How to read your credit report FAQs

Why is it important to check your credit report?

When you apply for credit cards and loans, creditors use your credit report to decide whether you qualify or not. Your report is also used to determine your interest rates, credit limits and loan amounts. A single error on your report, like a payment incorrectly labeled as late, could lower your credit score by around 100 points and affect the credit offers you can get approved for. Also, the information on your credit report could even impact your chances of getting an apartment or the cost of your insurance premiums.

When do credit reports update?

Your credit reports are updated at least once per month when your lenders and creditors send over your credit usage and payment information to the credit reporting agencies (Equifax, Experian and TransUnion).

What information is not found on your credit report?
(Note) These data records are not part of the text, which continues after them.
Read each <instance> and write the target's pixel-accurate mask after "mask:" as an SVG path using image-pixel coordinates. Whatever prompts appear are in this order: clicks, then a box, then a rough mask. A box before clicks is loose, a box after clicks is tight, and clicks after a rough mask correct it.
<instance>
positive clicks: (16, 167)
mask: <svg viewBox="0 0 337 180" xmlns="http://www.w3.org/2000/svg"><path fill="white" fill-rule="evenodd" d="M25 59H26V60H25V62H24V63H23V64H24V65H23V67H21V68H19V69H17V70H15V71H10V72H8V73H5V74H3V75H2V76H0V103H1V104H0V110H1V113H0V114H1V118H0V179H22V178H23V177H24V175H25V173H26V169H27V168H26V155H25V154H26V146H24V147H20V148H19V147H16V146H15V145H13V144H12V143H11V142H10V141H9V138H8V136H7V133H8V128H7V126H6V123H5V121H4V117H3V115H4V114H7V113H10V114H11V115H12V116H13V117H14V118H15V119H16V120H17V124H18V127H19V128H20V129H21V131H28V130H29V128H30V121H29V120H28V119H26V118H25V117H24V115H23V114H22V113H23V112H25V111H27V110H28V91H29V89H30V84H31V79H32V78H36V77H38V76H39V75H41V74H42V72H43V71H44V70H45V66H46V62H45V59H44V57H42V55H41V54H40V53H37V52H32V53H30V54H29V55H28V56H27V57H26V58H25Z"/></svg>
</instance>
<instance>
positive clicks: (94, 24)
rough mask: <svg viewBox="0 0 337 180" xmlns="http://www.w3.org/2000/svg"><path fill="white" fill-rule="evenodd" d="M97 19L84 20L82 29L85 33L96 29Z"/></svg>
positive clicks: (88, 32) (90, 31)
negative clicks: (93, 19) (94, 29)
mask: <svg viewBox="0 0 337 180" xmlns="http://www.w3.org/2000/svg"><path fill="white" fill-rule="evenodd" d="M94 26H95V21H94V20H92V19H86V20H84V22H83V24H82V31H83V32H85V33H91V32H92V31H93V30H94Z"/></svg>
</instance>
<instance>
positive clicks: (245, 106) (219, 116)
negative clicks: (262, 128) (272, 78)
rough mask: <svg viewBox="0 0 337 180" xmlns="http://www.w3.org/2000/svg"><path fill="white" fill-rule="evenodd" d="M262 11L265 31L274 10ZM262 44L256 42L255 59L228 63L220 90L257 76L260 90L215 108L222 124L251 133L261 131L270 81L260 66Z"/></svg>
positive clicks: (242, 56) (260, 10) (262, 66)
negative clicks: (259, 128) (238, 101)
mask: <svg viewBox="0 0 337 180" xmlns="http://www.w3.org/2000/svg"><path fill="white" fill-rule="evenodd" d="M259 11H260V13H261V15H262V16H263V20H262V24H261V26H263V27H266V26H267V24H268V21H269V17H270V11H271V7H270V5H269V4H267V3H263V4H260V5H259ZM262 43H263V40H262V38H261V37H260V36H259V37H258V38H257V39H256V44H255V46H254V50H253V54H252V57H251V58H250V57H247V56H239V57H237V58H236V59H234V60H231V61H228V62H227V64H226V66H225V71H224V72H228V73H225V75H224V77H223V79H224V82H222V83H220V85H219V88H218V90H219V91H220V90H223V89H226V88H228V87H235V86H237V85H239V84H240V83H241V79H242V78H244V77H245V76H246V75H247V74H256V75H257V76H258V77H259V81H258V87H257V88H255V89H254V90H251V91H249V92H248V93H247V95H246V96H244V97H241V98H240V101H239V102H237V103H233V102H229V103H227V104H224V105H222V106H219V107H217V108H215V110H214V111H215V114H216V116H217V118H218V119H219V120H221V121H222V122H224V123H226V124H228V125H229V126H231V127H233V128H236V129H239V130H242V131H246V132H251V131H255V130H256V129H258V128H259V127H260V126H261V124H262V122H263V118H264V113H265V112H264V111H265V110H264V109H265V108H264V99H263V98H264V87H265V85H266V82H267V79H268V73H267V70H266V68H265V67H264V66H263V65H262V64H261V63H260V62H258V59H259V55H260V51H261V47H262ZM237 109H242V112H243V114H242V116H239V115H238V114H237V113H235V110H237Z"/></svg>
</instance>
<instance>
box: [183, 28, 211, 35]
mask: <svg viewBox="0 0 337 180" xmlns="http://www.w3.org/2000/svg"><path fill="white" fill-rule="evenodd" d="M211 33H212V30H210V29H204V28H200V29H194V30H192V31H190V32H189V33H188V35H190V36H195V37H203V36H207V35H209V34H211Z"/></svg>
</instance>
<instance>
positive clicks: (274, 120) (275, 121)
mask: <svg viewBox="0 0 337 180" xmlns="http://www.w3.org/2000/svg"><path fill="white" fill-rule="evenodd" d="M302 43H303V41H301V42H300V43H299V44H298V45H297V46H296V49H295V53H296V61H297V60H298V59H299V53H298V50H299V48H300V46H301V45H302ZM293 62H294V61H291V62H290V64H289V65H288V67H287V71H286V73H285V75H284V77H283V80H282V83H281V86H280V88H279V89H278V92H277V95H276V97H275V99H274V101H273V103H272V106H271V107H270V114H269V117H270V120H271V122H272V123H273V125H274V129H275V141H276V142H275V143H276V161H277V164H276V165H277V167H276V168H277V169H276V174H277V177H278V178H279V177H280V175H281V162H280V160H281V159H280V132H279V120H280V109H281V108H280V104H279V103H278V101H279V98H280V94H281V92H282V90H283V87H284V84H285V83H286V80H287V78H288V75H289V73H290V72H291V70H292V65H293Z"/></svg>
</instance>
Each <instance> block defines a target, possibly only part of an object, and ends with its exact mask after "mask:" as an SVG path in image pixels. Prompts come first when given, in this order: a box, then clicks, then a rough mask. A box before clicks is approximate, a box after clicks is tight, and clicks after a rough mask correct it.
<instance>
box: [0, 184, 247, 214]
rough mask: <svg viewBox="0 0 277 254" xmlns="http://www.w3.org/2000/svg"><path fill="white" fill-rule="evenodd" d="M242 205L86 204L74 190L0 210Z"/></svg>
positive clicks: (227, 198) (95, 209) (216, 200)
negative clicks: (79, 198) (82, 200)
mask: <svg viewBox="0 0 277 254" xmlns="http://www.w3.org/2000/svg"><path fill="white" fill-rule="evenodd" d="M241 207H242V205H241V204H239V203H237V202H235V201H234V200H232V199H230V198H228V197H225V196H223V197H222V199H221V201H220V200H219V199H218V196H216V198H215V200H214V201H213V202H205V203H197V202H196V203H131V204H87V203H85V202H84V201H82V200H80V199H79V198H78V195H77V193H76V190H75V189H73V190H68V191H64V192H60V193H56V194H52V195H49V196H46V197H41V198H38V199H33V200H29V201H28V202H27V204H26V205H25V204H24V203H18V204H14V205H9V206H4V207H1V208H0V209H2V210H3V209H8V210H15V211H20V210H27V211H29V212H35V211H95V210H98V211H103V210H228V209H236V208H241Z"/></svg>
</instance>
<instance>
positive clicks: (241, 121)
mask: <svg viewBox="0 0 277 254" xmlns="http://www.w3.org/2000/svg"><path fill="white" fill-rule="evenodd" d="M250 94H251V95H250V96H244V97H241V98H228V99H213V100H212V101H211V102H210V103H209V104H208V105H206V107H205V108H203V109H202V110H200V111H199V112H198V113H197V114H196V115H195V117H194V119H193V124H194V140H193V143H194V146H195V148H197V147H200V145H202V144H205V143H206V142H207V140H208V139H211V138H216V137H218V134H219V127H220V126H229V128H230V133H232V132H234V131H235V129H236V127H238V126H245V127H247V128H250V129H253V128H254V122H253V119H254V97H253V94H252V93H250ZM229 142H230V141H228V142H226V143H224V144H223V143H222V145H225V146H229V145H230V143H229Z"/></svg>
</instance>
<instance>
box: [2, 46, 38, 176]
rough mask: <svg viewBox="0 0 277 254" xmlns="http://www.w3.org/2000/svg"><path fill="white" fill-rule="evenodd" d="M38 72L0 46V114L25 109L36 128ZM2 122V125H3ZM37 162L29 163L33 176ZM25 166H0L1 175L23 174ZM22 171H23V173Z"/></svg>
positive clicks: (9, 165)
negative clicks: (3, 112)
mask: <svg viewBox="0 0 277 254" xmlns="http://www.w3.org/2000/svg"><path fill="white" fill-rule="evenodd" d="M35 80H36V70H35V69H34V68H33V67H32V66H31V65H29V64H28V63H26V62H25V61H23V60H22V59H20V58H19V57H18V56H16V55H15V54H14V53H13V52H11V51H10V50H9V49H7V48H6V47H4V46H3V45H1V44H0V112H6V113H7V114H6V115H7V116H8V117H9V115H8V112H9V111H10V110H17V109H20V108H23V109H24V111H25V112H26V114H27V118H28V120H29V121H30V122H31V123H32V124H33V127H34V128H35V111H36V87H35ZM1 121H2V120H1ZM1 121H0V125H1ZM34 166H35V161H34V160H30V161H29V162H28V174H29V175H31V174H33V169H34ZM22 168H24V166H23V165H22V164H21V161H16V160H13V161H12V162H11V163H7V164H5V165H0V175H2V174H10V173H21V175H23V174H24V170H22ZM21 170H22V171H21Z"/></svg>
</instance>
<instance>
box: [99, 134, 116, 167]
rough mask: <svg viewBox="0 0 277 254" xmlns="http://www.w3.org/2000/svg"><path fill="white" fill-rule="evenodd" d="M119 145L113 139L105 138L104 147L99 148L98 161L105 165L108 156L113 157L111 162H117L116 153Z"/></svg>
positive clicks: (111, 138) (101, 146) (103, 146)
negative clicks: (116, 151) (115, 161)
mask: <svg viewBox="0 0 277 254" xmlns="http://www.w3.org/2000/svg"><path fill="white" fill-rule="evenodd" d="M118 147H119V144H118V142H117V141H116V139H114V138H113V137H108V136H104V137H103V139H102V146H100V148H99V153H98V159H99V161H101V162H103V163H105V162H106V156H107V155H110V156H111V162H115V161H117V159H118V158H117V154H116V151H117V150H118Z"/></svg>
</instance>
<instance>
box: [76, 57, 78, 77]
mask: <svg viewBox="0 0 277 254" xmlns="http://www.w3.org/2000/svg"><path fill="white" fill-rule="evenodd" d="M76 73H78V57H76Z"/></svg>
Your credit report will not include information regarding your salary or marital status. It also won’t mention any other financial accounts that aren’t credit-related, such as checking, retirement or brokerage accounts.

How often should you check your credit report?

The Consumer Financial Protection Bureau (CFPB) recommends checking your credit report at least once per year. However, if you’ve been a victim of identity theft, you might benefit from reviewing your report more often, say, once every three months. This could help you spot fraudulent accounts early and help deter any damage to your credit score and finances.

What should you look for on your credit reports?

When reviewing your credit report, make sure your payments are reported accurately since your payment history is the most important credit scoring factor. Double-check your credit limits, outstanding balances and the opening and closing dates for each account, as these can impact your credit utilization ratio and credit age. You should also be on the lookout for accounts you don’t recognize since these are a potential sign of identity theft.